For some problems, it’s much faster to optimize and importance sample using the hessian from optimization as an initial distribution. I’ve written up a function to handle this, but it gets a bit ugly when trying to leverage multiple cores. Currently, the basic algorithm is:

optimize / get hessian
for i in 1:nloops {
sample ndraws from proposal
split draws across cores, compute lp
combine draws, importance sample,update proposal
}

but in order to ‘split draws across cores’, the stanfit object has to be recreated each time, on each core (the stanfit object is needed to compute the lp from the draws). This works ok (though removing this overhead would be nice), but the main problem is R eventually crashes - I presume related to too many dll’s loaded or something similar, but I don’t exactly know why.

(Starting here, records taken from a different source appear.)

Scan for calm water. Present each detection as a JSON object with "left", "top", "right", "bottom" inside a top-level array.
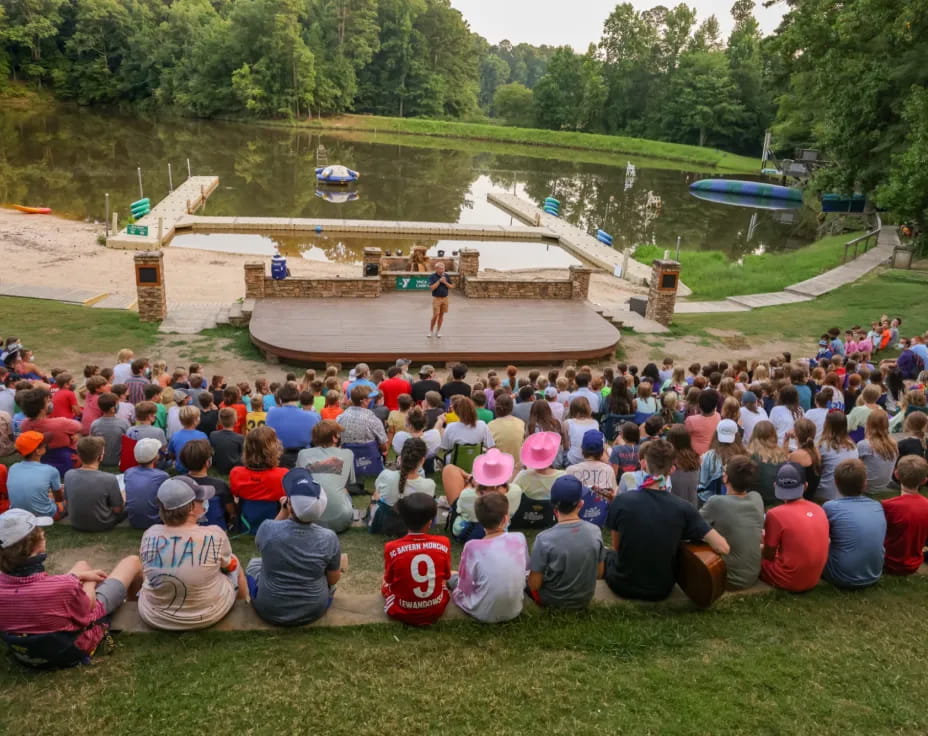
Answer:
[{"left": 0, "top": 105, "right": 817, "bottom": 261}]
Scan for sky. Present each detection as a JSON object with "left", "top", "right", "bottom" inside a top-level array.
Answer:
[{"left": 450, "top": 0, "right": 786, "bottom": 50}]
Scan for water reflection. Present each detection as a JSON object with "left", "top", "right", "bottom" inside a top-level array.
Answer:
[
  {"left": 0, "top": 104, "right": 818, "bottom": 258},
  {"left": 169, "top": 231, "right": 579, "bottom": 271}
]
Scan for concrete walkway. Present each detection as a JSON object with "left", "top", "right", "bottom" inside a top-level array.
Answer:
[
  {"left": 0, "top": 283, "right": 109, "bottom": 305},
  {"left": 674, "top": 225, "right": 897, "bottom": 315}
]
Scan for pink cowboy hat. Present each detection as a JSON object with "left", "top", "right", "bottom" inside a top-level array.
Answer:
[
  {"left": 520, "top": 431, "right": 561, "bottom": 470},
  {"left": 472, "top": 448, "right": 515, "bottom": 487}
]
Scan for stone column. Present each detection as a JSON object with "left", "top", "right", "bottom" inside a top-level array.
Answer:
[
  {"left": 134, "top": 251, "right": 167, "bottom": 322},
  {"left": 459, "top": 248, "right": 480, "bottom": 279},
  {"left": 363, "top": 247, "right": 383, "bottom": 278},
  {"left": 244, "top": 262, "right": 266, "bottom": 299},
  {"left": 644, "top": 259, "right": 681, "bottom": 326},
  {"left": 569, "top": 266, "right": 593, "bottom": 300}
]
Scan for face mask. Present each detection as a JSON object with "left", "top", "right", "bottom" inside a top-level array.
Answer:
[{"left": 198, "top": 498, "right": 210, "bottom": 520}]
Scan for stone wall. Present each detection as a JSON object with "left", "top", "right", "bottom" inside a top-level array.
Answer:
[
  {"left": 644, "top": 259, "right": 681, "bottom": 326},
  {"left": 244, "top": 263, "right": 380, "bottom": 298},
  {"left": 464, "top": 278, "right": 574, "bottom": 299}
]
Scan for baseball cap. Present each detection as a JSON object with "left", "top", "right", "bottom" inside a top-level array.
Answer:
[
  {"left": 581, "top": 429, "right": 605, "bottom": 456},
  {"left": 716, "top": 419, "right": 739, "bottom": 444},
  {"left": 15, "top": 431, "right": 45, "bottom": 457},
  {"left": 173, "top": 388, "right": 188, "bottom": 402},
  {"left": 774, "top": 462, "right": 806, "bottom": 501},
  {"left": 0, "top": 509, "right": 53, "bottom": 548},
  {"left": 134, "top": 437, "right": 162, "bottom": 464},
  {"left": 395, "top": 358, "right": 411, "bottom": 367},
  {"left": 544, "top": 386, "right": 558, "bottom": 398},
  {"left": 741, "top": 390, "right": 757, "bottom": 405},
  {"left": 157, "top": 476, "right": 215, "bottom": 510},
  {"left": 282, "top": 468, "right": 328, "bottom": 523},
  {"left": 550, "top": 475, "right": 583, "bottom": 506},
  {"left": 419, "top": 364, "right": 434, "bottom": 377}
]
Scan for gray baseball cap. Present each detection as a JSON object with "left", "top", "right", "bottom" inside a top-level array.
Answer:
[
  {"left": 157, "top": 476, "right": 215, "bottom": 510},
  {"left": 419, "top": 364, "right": 435, "bottom": 376},
  {"left": 774, "top": 462, "right": 806, "bottom": 501},
  {"left": 0, "top": 509, "right": 53, "bottom": 548}
]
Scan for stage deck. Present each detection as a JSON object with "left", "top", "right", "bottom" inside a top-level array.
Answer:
[{"left": 250, "top": 293, "right": 621, "bottom": 365}]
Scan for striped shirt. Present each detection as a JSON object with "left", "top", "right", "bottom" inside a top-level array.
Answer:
[{"left": 0, "top": 571, "right": 105, "bottom": 654}]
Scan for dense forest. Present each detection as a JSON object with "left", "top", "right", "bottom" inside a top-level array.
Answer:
[{"left": 0, "top": 0, "right": 926, "bottom": 228}]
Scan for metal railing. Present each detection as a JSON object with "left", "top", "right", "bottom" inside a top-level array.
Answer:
[{"left": 842, "top": 212, "right": 882, "bottom": 263}]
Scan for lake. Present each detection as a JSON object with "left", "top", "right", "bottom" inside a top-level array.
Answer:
[{"left": 0, "top": 104, "right": 818, "bottom": 266}]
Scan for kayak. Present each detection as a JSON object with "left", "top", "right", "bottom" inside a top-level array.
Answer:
[
  {"left": 12, "top": 205, "right": 52, "bottom": 214},
  {"left": 689, "top": 179, "right": 803, "bottom": 202}
]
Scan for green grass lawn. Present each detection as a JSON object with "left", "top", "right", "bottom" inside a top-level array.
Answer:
[
  {"left": 0, "top": 297, "right": 158, "bottom": 358},
  {"left": 668, "top": 269, "right": 928, "bottom": 339},
  {"left": 3, "top": 560, "right": 928, "bottom": 735},
  {"left": 636, "top": 232, "right": 866, "bottom": 300},
  {"left": 300, "top": 114, "right": 760, "bottom": 174}
]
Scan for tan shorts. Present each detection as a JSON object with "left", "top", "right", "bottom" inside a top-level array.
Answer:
[{"left": 432, "top": 297, "right": 449, "bottom": 315}]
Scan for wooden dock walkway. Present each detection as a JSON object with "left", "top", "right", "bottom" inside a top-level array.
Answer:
[
  {"left": 106, "top": 175, "right": 219, "bottom": 249},
  {"left": 250, "top": 293, "right": 620, "bottom": 365},
  {"left": 175, "top": 214, "right": 553, "bottom": 240},
  {"left": 486, "top": 192, "right": 693, "bottom": 296}
]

Any suggestions for avoiding / reducing this problem?

Is it the same model each time? If so, are you compiling the model with stan_model() outside of the loop and then using the stanmodel object in a call to optimizing() inside the loop?

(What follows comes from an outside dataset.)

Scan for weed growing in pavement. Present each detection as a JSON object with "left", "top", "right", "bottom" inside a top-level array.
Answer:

Also, what exactly do you mean “using the hessian from optimization as an initial distribution”? I have seen the posterior mode + scaled hessian used as a proposal distribution before, but I don’t quite see how one uses the hessian to form an initial distribution?

yes, same model each time. Compile outside the loop, inside the loop call sampling() with iter=1 and max_treedepth=1 just to generate a stanfit object, that I can use with log_prob() .

Re the hessian – yes I mean just as you say, an initial proposal distribution, sorry if it wasn’t clear :)

avehtari - you can find the code buried down the bottom of ctStanFit in the ctsem github repo, but it’s probably quite some work to make sense of, I was anyway planning on pulling it out into a standalone function – I can do that next week. I had to learn about IS / iterated IS while coding it, so would be very pleased to see / discuss improvements :) :)

I don’t understand your point re putting the log density into a function – what is the stanfit object doing except providing that function? I don’t see which bits of the model (except generated quantities, which don’t seem to be used by log_prob() anyway ) could be dropped.

By calling that function directly you avoid the overhead from starting any algorithm, building autodiff expression tree, computing gradients etc. But then you need to call that function for each draw separately, but if you wanted to parallelize anyway, then you have something to split the computation anyway. It’s more coding, but you asked for speedup :)

Calling rstan too quickly again seem to lead crashes. Small delay between calls seems to help.

So just to be explicit about it – are you suggesting I create a large custom stan function that contains my model code, but with the parameters determined by some parameter vector argument, and then do something like expose_stan_functions(), and call that function with my sample as argument? I guess it shouldn’t be ‘too’ hard to paste the model together inside a function, and it would resolve this difficulty with repeated rstan calls…

Yes. You can also call that same function from model block so that you are using the same code for sampling. This is of course not the optimal way, and this is known issue and easier way is on Stam roadmap, but it will take some time before it can be fixed.

I’ve been using sampling(). When I try your suggestion it first complains about data types, then after dealing with that mess I can’t apply log_prob() to the object class. Think I’m doing something wrong?

@avehtari I needed a way to test the performance of the log_prob and gradient functions for some optimizations for my model. I knew it had to be possible since there is the log_prob function, so I read through the stanfit class in RStan to figure out how this was done and how to do it without first generating a stanfit object.

It’s not really a supported feature of RStan, as evidence by calling the unexposed grab_cxxfun method (the :::), but it get’s the job done!

I really think that RStan should expose a “model with data” object to make this sort of thing easier.

[edit]
I actually remembered I posted about this when I first discovered it:

I’ve been lobbying for just this three-stage process, as it’s how Stan works under the hood. I think it may be in the works.

Joint distribution given by Stan program

compile C++ class

stan_model( )

Posterior

instantiate C++ class with data

n/a

Posterior draws

create stan_fit object with sample from posterior

sampling()

(2) is the “model with data” object that @aaronjg suggests, and there’s currently no implementation to match. It is exactly this posterior (model conditioned on data) object that is needed for the log density function, variable transforms, etc. The shape and size of all the variables is known only after instantiating the C++ class. Before that, all that is known is the static member variables for the variable names and shapes (but not sizes).